Bob Lewis nails it again. On the current round of accounting scandals and the regulation backlash to come...
- As we sit in the rubble of Enron, ImClone, WorldCom, Tyco, AOL, and other, as-yet-undiscovered or unpublicized corporate implosions, it's worthwhile to wonder which is the egg: the lack of accountability resulting from more than two decades of business deregulation, or the corrupt perspective of the corporate elite who acquired the resulting additional power.
- Lord Acton notwithstanding, I think the corruption came first.
- Without regulation, those businesses that resort to any tactic to win have the advantage over those that restrict their behavior to conventional codes of ethics.
- Consequently, ethical CEOs should welcome government regulation, not fight it.
- The goal of an ethical CEO would be efficient regulation, not deregulation.
- For more than two decades we've been subjected to unrelenting propaganda from the BIG/GAS (Business Is Great/Government and Academics are Stupid) contingent decrying any and all regulation as a fundamentally bad idea.
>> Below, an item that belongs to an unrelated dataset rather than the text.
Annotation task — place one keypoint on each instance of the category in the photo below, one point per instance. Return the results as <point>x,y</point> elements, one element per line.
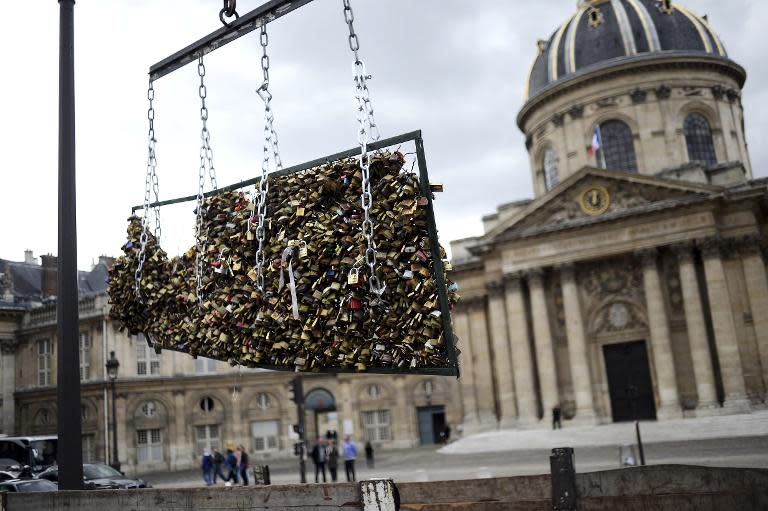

- Regulation, we've been assured, prevents American businesses from being competitive in world markets, harms productivity, and hampers profitability.
- The business community no longer has the credibility to be part of the process.
- Their goal will be minimizing any chance of new abuses, unfettered by considerations of how hard or easy it will be to comply.
- Every new regulation will result in reporting requirements, every reporting requirement will require new information technology, and nobody is going to care how hard it is to build.